2 Teachers Killed at Swedish High School, Suspect a Student

By The Associated Press
The Associated Press
The Associated Press
March 23, 2022 Updated: March 23, 2022

Two teachers were killed by a student at a high school in southern Sweden, police said Tuesday.

The 18-year-old student was arrested at the scene on Monday in Malmo, Sweden’s third-largest city. The victims were two women in their 50s, police said.

The suspect wasn’t previously known to the police and had no criminal record, and police didn’t disclose how the teachers were killed. A motive hasn’t been established.
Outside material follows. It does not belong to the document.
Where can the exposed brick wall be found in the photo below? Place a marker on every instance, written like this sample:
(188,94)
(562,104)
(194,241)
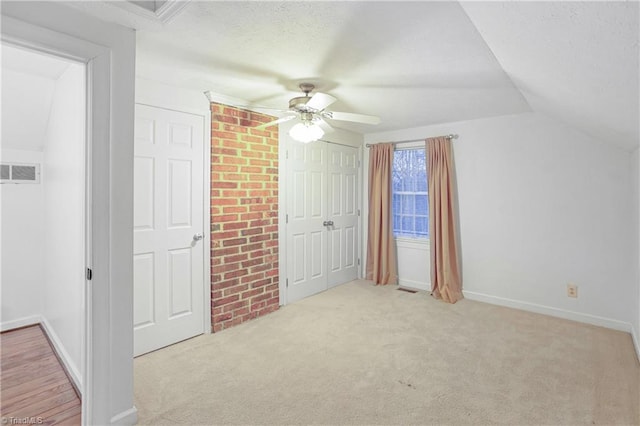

“For now it is far too early to comment on that,” Malmo Police Chief Petra Stenkula told a news conference.

She said officers arrived and found the suspect and two victims on the third floor of the downtown Malmo Latin School 10 minutes after they were alerted, adding that the situation was then “under control.”

Stenkula didn’t confirm a report by the Aftonbladet newspaper, saying the male student himself called authorities to say he had killed two people, had put down his weapons and was on the third floor.

Police made “seizures” and a forensic examination “will allow us to better understand what happened,” Stenkula said, adding authorities have no information of any further injuries.

Police said they were called at 5:12 p.m. Monday. Scores of ambulances and patrol cars rushed to the school and armed police were seen entering the building, which was cordoned off.

Students at the school, which has about 1,100 students, had gathered to work on a musical and students locked themselves inside classrooms.

Sweden’s Prime Minister Magdalena Andersson said she reacted “with sadness and dismay” to the killings, according to the Swedish news agency TT.

All classes were suspended Tuesday and the school was closed.

The killings took place in a modern annex of the school, which was founded in 1406 when the pope issued a letter of privilege allowing for its construction and operation. It was originally meant to educate local youth on Christian doctrine and the Latin language.